Wright's interview with Moyers, excerpted today, is scheduled for broadcast Friday night on PBS and represents his first high-profile appearance after the firestorm broke. He will speak at the National Press Club on Monday, seeking to put his remarks in context of African American religious traditions.
Referring to Obama's race speech in Philadelphia last month, delivered after Wright videos became an Internet and cable TV sensation, the former pastor told Moyers, "What happened in Philadelphia where he had to respond to the sound bytes, he responded as a politician."
Wright is a well-known preacher and theologian, but often combative at the pulpit. He has been a lightening rod for Obama since the start of the Illinois senator's campaign, but he has kept a low profile, even as the current controversy unfolded.
Wright delivered his most notorious sermon the Sunday after Sept. 11, 2001, when he suggested that the U.S. had brought on the attacks by committing its own acts of terrorism. "We bombed Hiroshima, we bombed Nagasaki, and we nuked far more than the thousands in New York and the Pentagon, and we never batted an eye," he said in the Sept. 16 service.
A 2003 sermon became another flashpoint. "The government gives them the drugs, builds bigger prisons, passes a three-strike law and then wants us to sing 'God Bless America.' No, no, no, God damn America, that's in the Bible for killing innocent people," Wright told the Trinity congregation. "God damn America for treating our citizens as less than human.

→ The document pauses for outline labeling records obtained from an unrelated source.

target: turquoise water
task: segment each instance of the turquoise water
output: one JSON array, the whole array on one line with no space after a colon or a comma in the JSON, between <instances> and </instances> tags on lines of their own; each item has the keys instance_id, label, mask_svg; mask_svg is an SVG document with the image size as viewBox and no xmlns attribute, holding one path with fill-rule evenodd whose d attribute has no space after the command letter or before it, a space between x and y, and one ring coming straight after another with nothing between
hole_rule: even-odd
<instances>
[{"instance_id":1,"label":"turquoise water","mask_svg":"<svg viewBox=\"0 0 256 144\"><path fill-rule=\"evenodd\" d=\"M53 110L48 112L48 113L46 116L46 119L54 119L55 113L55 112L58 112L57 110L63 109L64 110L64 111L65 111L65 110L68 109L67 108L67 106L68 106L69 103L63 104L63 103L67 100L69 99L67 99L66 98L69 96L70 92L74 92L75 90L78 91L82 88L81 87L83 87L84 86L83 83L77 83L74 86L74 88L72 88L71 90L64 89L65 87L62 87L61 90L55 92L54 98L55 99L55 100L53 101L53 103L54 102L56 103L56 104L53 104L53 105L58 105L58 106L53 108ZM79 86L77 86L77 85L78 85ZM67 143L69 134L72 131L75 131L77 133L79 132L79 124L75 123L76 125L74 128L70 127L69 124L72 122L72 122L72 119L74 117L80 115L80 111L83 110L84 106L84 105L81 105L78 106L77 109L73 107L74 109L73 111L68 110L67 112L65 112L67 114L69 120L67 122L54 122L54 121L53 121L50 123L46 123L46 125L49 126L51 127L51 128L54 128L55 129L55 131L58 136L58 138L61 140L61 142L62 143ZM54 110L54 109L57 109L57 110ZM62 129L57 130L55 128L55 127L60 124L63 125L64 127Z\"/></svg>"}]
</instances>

God damn America for as long as she acts like she is God and she is supreme."
Obama strongly denounced these statements and others, and has repeatedly asserted that he only became aware of them recently. He characterizes Wright as an elderly African American man who is reflective of an earlier, more difficult era. But supporters of Sen. Hillary Rodham Clinton now point to Wright as serious baggage for Obama as a general election candidate.
Wright defended his sermons, telling Moyers, "the persons who have heard the entire sermon understand the communication perfectly ... those who are doing that are communicating exactly what they want to do, which is to paint me as some sort of fanatic."
He said his critics' motives are clear: to undermine Obama. "I think they wanted to communicate that I am unpatriotic, that I am un-American, that I am filled with hate speech, that I have a cult at Trinity United Church of Christ. And by the way, guess who goes to his church, hint, hint, hint?"
But he added, "They know nothing about the church. They know nothing about our prison ministry. They know nothing about our food ministry. They know nothing about our senior citizens home. They know nothing about all we try to do as a church and have tried to do." Focusing only on the snippets, he said, "was unfair. I felt it was unjust. I felt it was untrue. I felt for those who were doing that, were doing it for some very devious reasons."
Wright told Moyers that he didn't talk politics with Obama. "He goes out as a politician and says what he has to say as a politician. I continue to be a pastor who speaks to the people of God about the things of God."